I am using Storybook plus word documents embedded into Ultra Recall for the writing environment. Using word styles, navigation pane and having a new node for each chapter, it is quite flexible. Also I have all my research, be it websites, PDFs and notes within the tree as well as a basic outline I link to. For someone who wants to have all research and writing together, Scrivener looks to also fit quite nicely.

Short version: I agree that these would complement each other very nicely, and for a total of $63 rather affordable for a very powerful set of applications.

Best, /Pavi


Dr Andus wrote:
>pereh wrote:
>>Hello,
>>
>>I have no in-depth knowledge of software for writing
>books, so I would really
>>be thankful for some kind of comparison of Scrivener and
>Storybook.
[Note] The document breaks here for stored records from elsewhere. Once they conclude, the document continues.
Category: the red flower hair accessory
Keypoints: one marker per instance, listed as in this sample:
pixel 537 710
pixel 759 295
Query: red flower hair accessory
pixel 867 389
To me, these look
>>very similar.
> >Scrivener and Storybook aren’t
>exactly in the same category, as Scrivener is a fully fledged writing software where
>you can complete your writing from beginning to end, while Storybook is for planning
>the overall structure and story lines of a novel or a play but it lacks any finer text
>editing features. As Steve said, Scrivener can be used for any kind of writing (I use it
>for academic writing) but Storybook is specifically designed for planning out
>novels and plays.
> >Having said that the two do complement each other to some extent
>and I have described in this thread how I combined both as part of an outlining
>approach:
> >http://www.outlinersoftware.com/topics/viewt/3283

 


Posted by Pavi
Nov 2, 2011 at 09:22 AM

 

Hi again,

Sorry I forgot to mention that I use a system in Ultra Recall where I flag each chapter based on if it is a draft, needs revisions, etc. using the built in flags (ie. red needs a lot of work, yellow need some work, green is done). Then I setup saved searches for each flag so that I can get a list of all chapters that need revision.

Lastly, using a VBA macro in word, it is easy to merge all the documents. You just have all word documents embedded within an UR node, like “Manuscript”, and export that to a given folder (that export can be saved). Open word and run the macro, and the whole job is done. So it is a two step process, but very fast and keeps the navigation pane for the merged document. The only two considerations are that 1) it seems to take documents in alphabetical order, so I use “A_title” and “Chapter 1”, “Chapter 2” to keep the ordering, and 2) you need to delete the files if you do it again so that there are not duplicates. I plan to do this only very infrequently, but it is good to have.

This method also has the added awesomeness that you can use a citation manager (I use Mendeley) in each individual document, and then at the end have a “References document” that will update after you export. Hence, you can use this to manage chapters of a thesis, for example, which you have a lot of PubMed citations for in Mendeley. I believe that Scrivener lacks Mendeley or Zotero integration.

Here is a link with the VBA instructions: http://www.addictivetips.com/microsoft-office/merge-multiple-word-2010-documents/
Please pay attention to the comments that mention that you need to change the quotes to “” instead of ?? and add \ after the path.

Best, /Pavi

 


Posted by Alexander Deliyannis
Nov 3, 2011 at 07:54 PM

 

Pavi wrote:
> Lastly, using a VBA macro in word, it is easy to merge all the documents.

Thanks this seems really very useful. For reference, I post here the (updated) link to Chapter by Chapter http://sites.google.com/site/sebberthet/chapter-by-chapter a freeware tool which I’ve used successfully in the past for merging Word documents. I do not know its citations performance, but it is easy and convenient to use.